A covered entity may assign a code or other means of record identification to allow information de-identified under this section to be re-identified by the covered entity, provided that:
- Derivation. The code or other means of record identification is not derived from or related to information about the individual and is not otherwise capable of being translated so as to identify the individual; and
- Security. The covered entity does not use or disclose the code or other means of record identification for any other purpose, and does not disclose the mechanism for re-identification.
Further Guidance on Statistical Methods of De-identification
DHHS has provided some guidance regarding statistical methods of de-identification:
As requested by some commenters, we include in the final rule a requirement that covered entities (not following the safe harbor approach) apply generally accepted statistical and scientific principles and methods for rendering information not individually identifiable when determining if information is de-identified. Although such guidance will change over time to keep up with technology and the current availability of public information from other sources, as a starting point the Secretary approves the use of the following as guidance to such generally accepted statistical and scientific principles and methods:
- Statistical Policy Working Paper 22 - Report on Statistical Disclosure Limitation Methodology (prepared by the Subcommittee on Disclosure Limitation Methodology, Federal Committee on Statistical Methodology, Office of Management and Budget) and
- the Checklist on Disclosure Potential of Proposed Data Releases (prepared by the Confidentiality and Data Access Committee, Federal Committee on Statistical Methodology, Office of Management and Budget).
We agree with commenters that such guidance will need to be updated over time and we will provide such guidance in the future.
According to the Statistical Policy Working Paper 22, the two main sources of disclosure risk for de-identified records about individuals are the existence of records with very unique characteristics (e.g., unusual occupation or very high salary or age) and the existence of external sources of records with matching data elements which can be used to link with the de-identified information and identify individuals (e.g., voter registration records or driver's license records). The risk of disclosure increases as the number of variables common to both types of records increases, as the accuracy or resolution of the data increases, and as the number of external sources increases. As outlined in Statistical Policy Working Paper 22, an expert disclosure analysis would also consider the probability that an individual who is the target of an attempt at re-identification is represented on both files, the probability that the matching variables are recorded identically on the two types of records, the probability that the target individual is unique in the population for the matching variables, and the degree of confidence that a match would correctly identify a unique person.
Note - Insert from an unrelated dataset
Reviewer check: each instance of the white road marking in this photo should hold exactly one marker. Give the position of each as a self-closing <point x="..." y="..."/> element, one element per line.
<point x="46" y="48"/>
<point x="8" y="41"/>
Statistical Policy Working Paper 22 also describes many techniques that can be used to reduce the risk of disclosure that should be considered by an expert when de-identifying health information. In addition to removing all direct identifiers, these include the obvious choices based on the above causes of the risk; namely, reducing the number of variables on which a match might be made and limiting the distribution of the records through a "data use agreement" or "restricted access agreement" in which the recipient agrees to limits on who can use/receive the data. The techniques also include more sophisticated manipulations: recoding variables into fewer categories to provide less precise detail (including rounding of continuous variables); setting top-codes and bottom-codes to limit details for extreme values; disturbing the data by adding noise by swapping certain variables between records, replacing some variables in random records with mathematically imputed values or averages across small random groups of records, or randomly deleting or duplicating a small sample of records; and replacing actual records with synthetic records that preserve certain statistical properties of the original data.